3 Painful Real World Private Cloud Challenges
Private cloud presents an opportunity to tremendously increase the agility of IT, allowing the IT organization to rapidly and efficiently respond to changing business requirements.
In the Forrester Report, Market Overview: Private Cloud Solutions, Q2 2011, James Staten and Lauren E Nelson explain the drive for private cloud saying, "Today's business executives are becoming more IT savvy, and most are demanding to have a "cloud strategy" for delivering more-efficient IT services. So it's no surprise that there's a rush by I&O professionals to get to "yes" on cloud computing, with a particularly strong desire to build a private cloud. Forrester surveyed enterprise hardware decision-makers in Q3 2010 and found that 6% stated that they have a private environment today, while another 25% stated that it was a high or critical priority for 2011." (Market Overview: Private Cloud Solutions, Q2 2011)
However, at the same time, private cloud introduces new management challenges to IT operations.
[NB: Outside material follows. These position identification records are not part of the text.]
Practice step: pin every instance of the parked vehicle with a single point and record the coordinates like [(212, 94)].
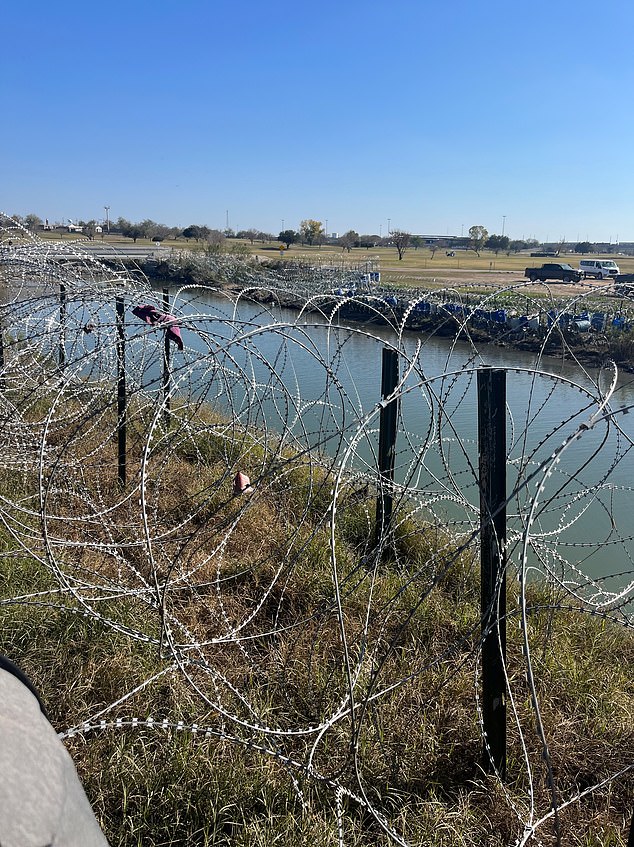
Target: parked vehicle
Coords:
[(554, 270), (598, 268)]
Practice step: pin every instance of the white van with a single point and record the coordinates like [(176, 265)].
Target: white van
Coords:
[(598, 268)]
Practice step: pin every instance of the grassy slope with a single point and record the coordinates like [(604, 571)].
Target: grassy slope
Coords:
[(418, 744)]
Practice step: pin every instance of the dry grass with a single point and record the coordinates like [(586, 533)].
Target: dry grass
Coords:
[(263, 564)]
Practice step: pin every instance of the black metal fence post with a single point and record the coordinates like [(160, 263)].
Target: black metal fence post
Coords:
[(121, 393), (62, 325), (492, 450), (1, 355), (166, 363), (387, 442)]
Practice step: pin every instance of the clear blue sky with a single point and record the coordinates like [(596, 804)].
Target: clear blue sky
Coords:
[(436, 116)]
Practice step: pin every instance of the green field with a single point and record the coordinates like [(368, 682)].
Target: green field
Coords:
[(417, 266)]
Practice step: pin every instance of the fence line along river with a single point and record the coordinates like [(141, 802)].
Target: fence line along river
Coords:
[(277, 393)]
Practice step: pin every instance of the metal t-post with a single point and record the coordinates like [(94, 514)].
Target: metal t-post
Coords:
[(62, 325), (492, 449), (387, 442), (166, 363), (121, 393)]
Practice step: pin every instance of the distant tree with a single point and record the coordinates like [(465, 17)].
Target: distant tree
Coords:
[(33, 222), (122, 225), (497, 243), (195, 231), (477, 238), (215, 239), (311, 231), (288, 237), (239, 249), (400, 240), (90, 228), (349, 240)]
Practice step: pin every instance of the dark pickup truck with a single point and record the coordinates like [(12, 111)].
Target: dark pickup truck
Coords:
[(554, 270)]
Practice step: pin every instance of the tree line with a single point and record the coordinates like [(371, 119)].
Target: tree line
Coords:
[(311, 232)]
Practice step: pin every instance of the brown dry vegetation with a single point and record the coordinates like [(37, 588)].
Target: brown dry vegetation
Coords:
[(263, 563)]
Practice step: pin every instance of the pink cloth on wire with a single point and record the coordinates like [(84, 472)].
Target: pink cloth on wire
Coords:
[(152, 316)]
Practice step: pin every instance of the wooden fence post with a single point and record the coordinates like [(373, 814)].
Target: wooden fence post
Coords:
[(492, 451)]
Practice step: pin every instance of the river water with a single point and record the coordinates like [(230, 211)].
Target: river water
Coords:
[(310, 382), (320, 383)]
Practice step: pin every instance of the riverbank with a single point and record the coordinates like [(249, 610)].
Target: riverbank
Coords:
[(247, 675), (583, 323)]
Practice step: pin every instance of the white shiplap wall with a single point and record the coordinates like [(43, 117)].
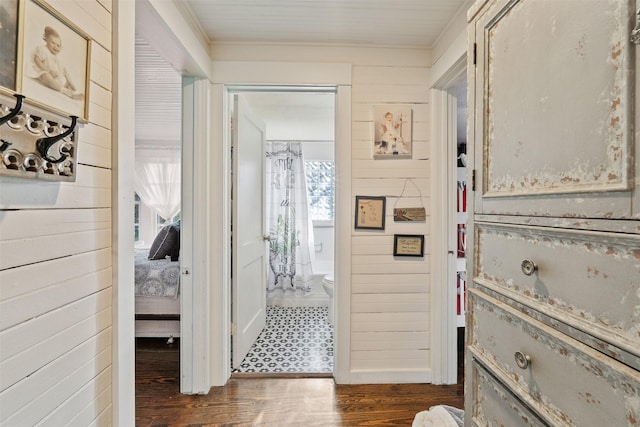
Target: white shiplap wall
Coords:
[(56, 267), (388, 327)]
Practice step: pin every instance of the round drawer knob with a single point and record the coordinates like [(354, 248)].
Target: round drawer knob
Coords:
[(522, 360), (528, 267)]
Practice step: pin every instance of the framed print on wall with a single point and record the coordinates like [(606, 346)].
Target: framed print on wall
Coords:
[(408, 245), (9, 19), (55, 61), (392, 131), (370, 212)]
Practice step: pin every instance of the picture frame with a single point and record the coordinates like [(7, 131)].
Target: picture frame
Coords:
[(409, 245), (10, 14), (55, 60), (392, 131), (370, 212)]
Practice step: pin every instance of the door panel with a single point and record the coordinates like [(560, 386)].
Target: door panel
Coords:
[(540, 72), (249, 252)]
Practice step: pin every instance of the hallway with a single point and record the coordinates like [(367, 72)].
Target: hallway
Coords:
[(295, 339), (278, 401)]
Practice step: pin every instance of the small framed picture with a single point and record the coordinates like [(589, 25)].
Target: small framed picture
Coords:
[(392, 133), (55, 61), (408, 245), (9, 19), (370, 212)]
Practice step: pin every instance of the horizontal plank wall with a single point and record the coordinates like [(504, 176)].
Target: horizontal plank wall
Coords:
[(56, 267), (390, 297)]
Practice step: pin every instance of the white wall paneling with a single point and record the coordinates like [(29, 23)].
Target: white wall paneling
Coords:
[(56, 285)]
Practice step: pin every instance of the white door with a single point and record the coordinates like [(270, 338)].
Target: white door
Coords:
[(249, 250)]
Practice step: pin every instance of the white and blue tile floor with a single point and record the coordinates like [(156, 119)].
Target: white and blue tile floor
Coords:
[(294, 340)]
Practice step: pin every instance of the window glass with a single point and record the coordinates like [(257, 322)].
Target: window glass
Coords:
[(320, 189)]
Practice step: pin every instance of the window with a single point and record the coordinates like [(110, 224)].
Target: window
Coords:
[(320, 189)]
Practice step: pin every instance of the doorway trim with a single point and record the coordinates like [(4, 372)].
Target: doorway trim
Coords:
[(443, 258), (230, 75)]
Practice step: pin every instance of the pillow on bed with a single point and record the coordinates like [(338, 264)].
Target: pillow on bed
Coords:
[(166, 243)]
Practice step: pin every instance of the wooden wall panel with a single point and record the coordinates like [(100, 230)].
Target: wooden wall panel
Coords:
[(50, 273), (101, 67), (98, 26), (376, 284), (92, 189), (390, 360), (390, 295), (372, 341), (56, 267), (81, 408), (86, 359), (43, 339)]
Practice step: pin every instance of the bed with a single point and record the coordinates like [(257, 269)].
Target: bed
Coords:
[(157, 286)]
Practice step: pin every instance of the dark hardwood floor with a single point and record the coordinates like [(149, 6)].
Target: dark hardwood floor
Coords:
[(274, 401)]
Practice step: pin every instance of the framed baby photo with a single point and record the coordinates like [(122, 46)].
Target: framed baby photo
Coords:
[(9, 32), (55, 61), (370, 211), (392, 131)]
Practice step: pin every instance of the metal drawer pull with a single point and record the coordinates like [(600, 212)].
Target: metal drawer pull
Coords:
[(522, 360), (528, 267)]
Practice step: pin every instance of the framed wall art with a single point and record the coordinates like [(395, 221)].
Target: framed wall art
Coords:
[(370, 212), (9, 27), (54, 73), (392, 131), (408, 245)]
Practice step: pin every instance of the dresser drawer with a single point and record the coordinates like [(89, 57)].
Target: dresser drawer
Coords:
[(588, 280), (493, 405), (561, 379)]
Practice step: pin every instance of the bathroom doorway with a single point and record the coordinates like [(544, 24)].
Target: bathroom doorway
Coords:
[(297, 335)]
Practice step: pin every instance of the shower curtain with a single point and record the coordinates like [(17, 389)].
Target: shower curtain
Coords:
[(287, 218)]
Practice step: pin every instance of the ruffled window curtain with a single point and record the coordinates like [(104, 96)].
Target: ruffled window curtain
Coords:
[(157, 180), (287, 218)]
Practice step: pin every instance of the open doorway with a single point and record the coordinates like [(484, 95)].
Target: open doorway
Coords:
[(296, 275), (157, 183), (459, 92)]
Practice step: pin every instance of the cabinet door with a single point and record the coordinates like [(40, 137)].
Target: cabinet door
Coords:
[(554, 108)]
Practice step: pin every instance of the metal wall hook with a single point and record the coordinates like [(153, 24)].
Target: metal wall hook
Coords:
[(635, 33), (15, 111), (5, 144), (44, 144)]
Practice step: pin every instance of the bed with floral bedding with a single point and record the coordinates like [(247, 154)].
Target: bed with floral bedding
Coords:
[(157, 285)]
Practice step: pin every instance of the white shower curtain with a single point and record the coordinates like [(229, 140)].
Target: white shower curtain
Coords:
[(157, 179), (287, 218)]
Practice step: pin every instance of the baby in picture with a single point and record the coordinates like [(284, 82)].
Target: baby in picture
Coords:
[(391, 141), (48, 69)]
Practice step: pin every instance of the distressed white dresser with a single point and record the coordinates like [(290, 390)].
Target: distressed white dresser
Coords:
[(553, 321)]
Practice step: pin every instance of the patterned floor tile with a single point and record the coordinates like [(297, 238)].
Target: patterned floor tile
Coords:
[(295, 339)]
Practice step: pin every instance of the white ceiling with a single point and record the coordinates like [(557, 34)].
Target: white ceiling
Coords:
[(381, 22), (360, 22)]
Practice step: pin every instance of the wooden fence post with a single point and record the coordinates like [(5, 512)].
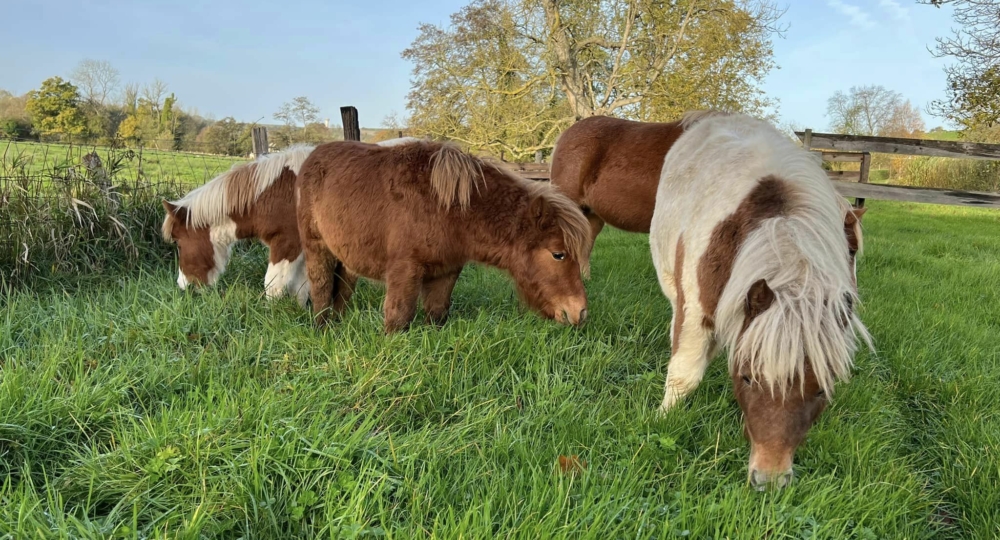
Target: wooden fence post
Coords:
[(259, 136), (866, 163), (352, 131)]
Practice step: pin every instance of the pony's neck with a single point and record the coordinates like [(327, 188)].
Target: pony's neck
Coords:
[(494, 240)]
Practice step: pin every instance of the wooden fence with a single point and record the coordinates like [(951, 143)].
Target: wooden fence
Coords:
[(832, 148)]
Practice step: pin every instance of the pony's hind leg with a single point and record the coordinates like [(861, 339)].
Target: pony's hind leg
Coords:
[(436, 294), (403, 281), (321, 267), (693, 349), (344, 288)]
1. 100% Automation Is Not Achievable
While the amount of manual changes drastically decreases, 100% automation is difficult to achieve. Take the scenario for when a particular system experiences a critical performance issue. While investigating the environment experiencing the issue, you detect that certain infrastructure parameters need to be adjusted . As the result of the investigation, most probably these parameters will be changed manually on the servers experiencing the issues. Then the deployment automation platform will be updated. In a very dynamic and complex environment, it becomes very difficult to track such manual changes which are frequently made at a very granular level for individual parameters.
2. Moving Targets in the Dark
Components facing rapid changes. Following administrative tasks, new user or modified user requirements, issue resolution etc components of the deployment automation platform (scripts, templates, images etc.) continuously change. At the same time, automated deployment encapsulates the spun off environments, offering the operations staff limited visibility into the actual environments configuration. The result is that it becomes very difficult to correlate actual changes in the environments whose automation assets were modified. Such disconnect causes environmental drift, configuration inconsistencies, longer issue resolution time and other risks and inefficiencies.
3. Rollout and Rollback Create Serious Operational Risks
Rollout and rollback – a viable approach in large environments? We found that management of configuration based on the rollout and rollback approach of the entire server images is less effective in larger environments. Let's say that a certain business system performs according to the expected service levels, but there is a change in software infrastructure that needs to be deployed. You introduce unnecessary operational risks when you retire existing virtual servers and rollout new, replacement servers based on stored images that include the changes.
With the increased pace of changes streaming into a business system environment, such risk is simply too high to tolerate. We observed numerous organizations that leverage private cloud to rapidly scale up and down particular business systems that are supposed to run continuously. However the problem arises that servers are not retired unless there is a need to scale the environment down. In this case, it is critical to maintain ongoing assurance of environment consistency, as well as control over environmental changes, exactly like in a traditional static data center.
Most of the existing cloud vendors are missing this critical management element, and are focusing almost solely on deployment automation.James Staten, Vice President and Principal Analyst Serving Infrastructure & Operations Professionals at Forrester explains, "IT pros have most of the basic ingredients to cook up their own cloud-like infrastructure — but there's no recipe, and many ingredients just don't combine well. Complicating the story are the traditional infrastructure silos around servers, networks, and storage that must work together in a new, truly integrated way. Vendors like Cisco, Dell, EMC, HP, and IBM know you need packaged solutions that just work, but until recently they left too much of the burden on their customers." (Are Converged Infrastructures Good For IT?)
From this, we can conclude that management of the actual environment configuration and the changes that happen in the environment is critical for successfully operating in private clouds.